Duma miesza się z radością, gdy ma się do czynienia z wizjonerem. Siedmiu jest u nas takich albo siedemnastu. Nazwisk nie podaję, bo RODO. Ale o jednym mogę tak napisać, że się wszyscy domyślą. To minister sportu, który w dodatku, jeśli znajdzie trochę wolnego czasu, podpisuje się jako premier. I wtedy zapowiada: za 20 lat staniemy się wielkim narodem. Więcej, mówi, jak to zrobi. Po prostu będzie wszędzie budował wyłącznie buspasy. Ale – i tu tkwi sedno pomysłu – wjedzie na nie tylko samochód z czterema osobami w środku. Pojedynczo będą mogli wjeżdżać jedynie księża, bo ksiądz zawsze jedzie z Bogiem, a Bóg jest, jak wiadomo, w trzech osobach. Niech każdy w samochodzie zaoszczędzi choćby pół godziny. Cztery osoby – 120 minut. Pracujemy pięć dni w tygodniu – to już 600 minut. A przez miesiąc – 2400. W tym wolnym czasie będzie można codziennie podnosić poziom patriotyzmu, oglądając telewizję Kurskiego i nowe wspaniałe seriale hollywoodzkie naszej produkcji: „Jedliśmy czosnek na tyłach wroga”, „Śmichy-chichy prosto z łychy do michy” oraz „Wiadro Mości Prezesa”.

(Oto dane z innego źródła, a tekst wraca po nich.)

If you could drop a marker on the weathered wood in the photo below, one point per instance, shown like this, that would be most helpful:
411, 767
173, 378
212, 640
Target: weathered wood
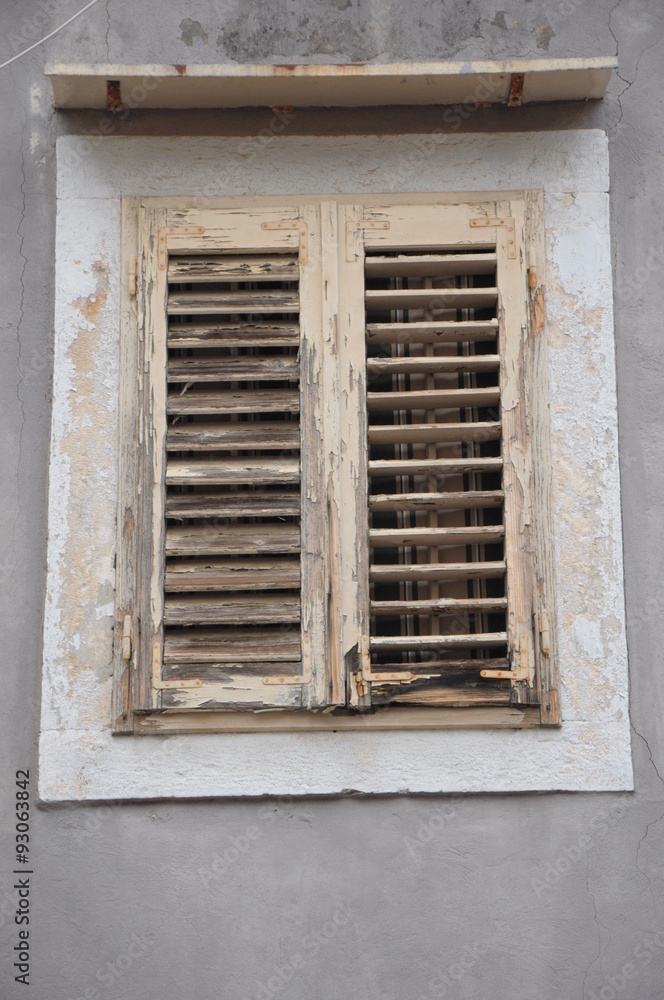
240, 539
260, 435
249, 609
432, 399
205, 472
436, 433
354, 518
260, 503
539, 397
253, 267
436, 299
393, 643
519, 546
442, 605
436, 501
240, 401
433, 666
451, 697
223, 575
249, 334
440, 332
432, 365
315, 541
432, 466
275, 300
438, 571
440, 537
231, 645
230, 369
401, 717
127, 542
430, 265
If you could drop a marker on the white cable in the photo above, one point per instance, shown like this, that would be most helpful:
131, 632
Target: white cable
46, 37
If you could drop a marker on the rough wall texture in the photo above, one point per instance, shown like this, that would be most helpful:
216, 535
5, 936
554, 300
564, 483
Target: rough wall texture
554, 896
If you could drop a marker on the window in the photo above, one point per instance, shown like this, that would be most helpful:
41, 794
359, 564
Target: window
392, 747
334, 472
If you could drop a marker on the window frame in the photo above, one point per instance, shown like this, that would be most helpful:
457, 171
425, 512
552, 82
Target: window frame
526, 208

To oczywiście była tylko rozgrzewka ministra sportu. Potem ułożył się na biało-czerwonym kocyku i wygiął w łuk triumfalny. W najbliższej przyszłości zainwestujemy miliardy w wielkie polskie projekty, które wzmocnią naszą międzynarodową pozycję – powiedział. I tu zaczął śpiewać swoją wersję arii z kurantem ze „Strasznego dworu”: Cisza dokoła/a przecież już niedługo/ setki miliardów strugą/forsy ten użyźnią kraj/się Via Baltica z Via Carpatią splotą/utka się sieć budowy CPK/ do Świnoujścia tunel zrobię po to/by ciężarówek karawana szła. /I gazociąg Baltic Pipe’u, i Mierzei przekop też,/i Polaku, taki raj tu/ujrzysz wtedy, wierz mi, wierz!